The Special Jurisdiction for Peace (JEP) tribunal prosecutes leaders of the Revolutionary Armed Forces of Colombia (FARC) guerrillas, who demobilized under a 2016 peace deal, as well as military officials for crimes committed during the country's five-decade internal conflict.
The JEP earlier on Wednesday ordered the release of Seuxis Paucias Hernandez, better known by his war alias Jesus Santrich, saying evidence provided by prosecutors did not allow the court to evaluate whether or when he allegedly conspired to move cocaine to the United States.
Because the JEP has jurisdiction over all crimes which took place during the war, Hernandez's extradition can only go ahead if the alleged crime took place after the accord, placing it within the remit of the regular justice system.
Hernandez was indicted over a year ago by a U.S. grand jury for conspiracy to export 10 tonnes of cocaine, worth $320 million in street value.
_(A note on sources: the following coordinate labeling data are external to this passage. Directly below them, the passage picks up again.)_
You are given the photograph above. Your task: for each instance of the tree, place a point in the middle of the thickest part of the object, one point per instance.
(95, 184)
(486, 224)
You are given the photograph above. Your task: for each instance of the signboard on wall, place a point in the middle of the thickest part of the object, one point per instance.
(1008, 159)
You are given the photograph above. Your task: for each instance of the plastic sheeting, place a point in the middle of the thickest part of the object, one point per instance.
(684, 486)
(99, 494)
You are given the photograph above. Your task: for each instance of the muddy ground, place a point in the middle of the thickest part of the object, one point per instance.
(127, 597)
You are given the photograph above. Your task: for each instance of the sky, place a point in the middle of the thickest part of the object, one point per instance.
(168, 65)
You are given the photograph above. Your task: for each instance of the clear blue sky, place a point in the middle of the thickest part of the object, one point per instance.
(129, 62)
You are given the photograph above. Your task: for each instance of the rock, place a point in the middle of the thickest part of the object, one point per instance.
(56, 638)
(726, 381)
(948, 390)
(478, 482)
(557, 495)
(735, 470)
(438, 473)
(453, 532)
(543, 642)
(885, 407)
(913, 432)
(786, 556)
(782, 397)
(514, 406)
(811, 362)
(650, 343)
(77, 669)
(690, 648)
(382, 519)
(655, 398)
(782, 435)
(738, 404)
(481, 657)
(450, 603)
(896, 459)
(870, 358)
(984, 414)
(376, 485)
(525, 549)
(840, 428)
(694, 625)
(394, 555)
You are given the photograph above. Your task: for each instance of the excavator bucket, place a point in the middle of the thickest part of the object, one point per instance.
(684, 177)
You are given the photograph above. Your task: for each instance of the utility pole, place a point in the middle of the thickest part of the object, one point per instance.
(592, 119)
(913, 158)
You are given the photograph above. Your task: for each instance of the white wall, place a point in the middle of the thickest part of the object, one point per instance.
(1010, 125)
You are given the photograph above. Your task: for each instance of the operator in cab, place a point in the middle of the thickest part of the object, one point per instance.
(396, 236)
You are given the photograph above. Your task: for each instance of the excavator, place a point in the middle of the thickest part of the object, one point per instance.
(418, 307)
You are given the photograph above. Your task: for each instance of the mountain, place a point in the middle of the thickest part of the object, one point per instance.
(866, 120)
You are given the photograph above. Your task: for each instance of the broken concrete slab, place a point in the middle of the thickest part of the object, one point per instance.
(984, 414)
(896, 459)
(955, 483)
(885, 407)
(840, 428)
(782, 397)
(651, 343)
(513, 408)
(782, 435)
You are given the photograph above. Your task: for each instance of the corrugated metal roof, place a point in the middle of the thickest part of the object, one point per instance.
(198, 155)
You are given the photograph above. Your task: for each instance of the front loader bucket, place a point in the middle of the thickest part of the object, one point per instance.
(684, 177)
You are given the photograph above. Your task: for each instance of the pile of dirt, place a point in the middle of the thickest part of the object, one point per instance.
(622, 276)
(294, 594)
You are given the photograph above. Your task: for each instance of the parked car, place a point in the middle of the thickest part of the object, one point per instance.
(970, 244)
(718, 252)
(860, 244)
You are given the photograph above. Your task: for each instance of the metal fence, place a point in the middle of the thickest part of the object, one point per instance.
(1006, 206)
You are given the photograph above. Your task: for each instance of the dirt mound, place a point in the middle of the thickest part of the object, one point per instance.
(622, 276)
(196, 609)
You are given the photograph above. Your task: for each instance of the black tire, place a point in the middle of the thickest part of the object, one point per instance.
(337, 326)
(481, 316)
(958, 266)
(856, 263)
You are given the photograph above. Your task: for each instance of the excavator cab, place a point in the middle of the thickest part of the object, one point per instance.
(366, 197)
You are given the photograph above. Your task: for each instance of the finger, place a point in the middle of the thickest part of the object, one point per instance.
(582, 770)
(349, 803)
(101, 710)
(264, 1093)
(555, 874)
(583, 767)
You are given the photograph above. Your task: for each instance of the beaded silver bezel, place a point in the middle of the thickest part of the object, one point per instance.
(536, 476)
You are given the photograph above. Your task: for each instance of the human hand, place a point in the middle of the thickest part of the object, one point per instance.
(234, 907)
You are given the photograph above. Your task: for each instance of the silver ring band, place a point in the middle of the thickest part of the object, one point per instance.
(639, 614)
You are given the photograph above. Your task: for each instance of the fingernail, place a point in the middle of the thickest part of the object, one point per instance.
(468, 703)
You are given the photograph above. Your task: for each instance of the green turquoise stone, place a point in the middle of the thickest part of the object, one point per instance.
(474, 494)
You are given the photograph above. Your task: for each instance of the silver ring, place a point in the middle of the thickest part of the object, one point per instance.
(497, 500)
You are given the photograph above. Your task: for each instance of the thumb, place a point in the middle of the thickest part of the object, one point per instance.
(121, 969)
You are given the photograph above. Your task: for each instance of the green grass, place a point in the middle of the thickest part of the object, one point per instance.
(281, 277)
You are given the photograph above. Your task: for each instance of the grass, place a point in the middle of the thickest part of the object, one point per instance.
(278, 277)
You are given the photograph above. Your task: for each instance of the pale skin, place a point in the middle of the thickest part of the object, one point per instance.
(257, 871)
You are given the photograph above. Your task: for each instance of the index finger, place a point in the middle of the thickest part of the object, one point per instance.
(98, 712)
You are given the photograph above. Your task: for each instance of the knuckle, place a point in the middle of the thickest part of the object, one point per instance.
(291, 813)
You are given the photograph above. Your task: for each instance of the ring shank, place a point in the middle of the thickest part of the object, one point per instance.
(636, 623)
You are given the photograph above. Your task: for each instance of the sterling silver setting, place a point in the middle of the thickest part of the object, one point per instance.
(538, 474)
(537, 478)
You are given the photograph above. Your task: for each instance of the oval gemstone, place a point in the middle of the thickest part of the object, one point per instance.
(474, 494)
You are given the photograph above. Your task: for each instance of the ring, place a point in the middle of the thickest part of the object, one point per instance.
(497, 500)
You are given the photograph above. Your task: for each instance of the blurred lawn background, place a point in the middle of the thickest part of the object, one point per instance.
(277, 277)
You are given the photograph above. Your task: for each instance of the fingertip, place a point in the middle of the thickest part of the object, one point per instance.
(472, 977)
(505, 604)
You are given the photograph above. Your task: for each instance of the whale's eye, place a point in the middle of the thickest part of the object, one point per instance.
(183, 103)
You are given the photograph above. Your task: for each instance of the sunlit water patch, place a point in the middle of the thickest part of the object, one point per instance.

"This challenge to judicial order will not be endorsed by the undersigned. My conscience and my devotion to the rule of law prohibit it," Attorney General Nelson Humberto Martinez told journalists.
"For that reason I have presented my irrevocable resignation," he added.
Martinez, who has been beset by questions over his connections to the Latin America-wide Odebrecht corruption scandal, took office in 2016 and was meant to serve until 2020. He has denied any misconduct and recused himself from the investigation into Odebrecht.
The U.S. Embassy in Bogota said it had no immediate comment.
Separately, the FARC's political party on Wednesday accused the far right of assassinating its members, but pledged to continue reintegration.
The party, which kept its famous initials but changed its name to the Revolutionary Alternative Common Force, came a day after the shooting death of Jorge Enrique Corredor, the highest ranking ex-guerrilla to be killed since the deal.
"We won't hesitate to point the finger at right-wing and paramilitary sectors closely linked to state security agencies, who are behind these murders," FARC senator Pablo Catatumbo told reporters.
At least 139 former FARC rebels have been killed since the peace deal, under which some 13,000 members of the rebel group, including more than 6,000 combatants, demobilized.
The FARC has repeatedly raised concerns that members may be assassinated by right-wing gangs or drug traffickers, in an echo of thousands of targeted killings in the 1980s.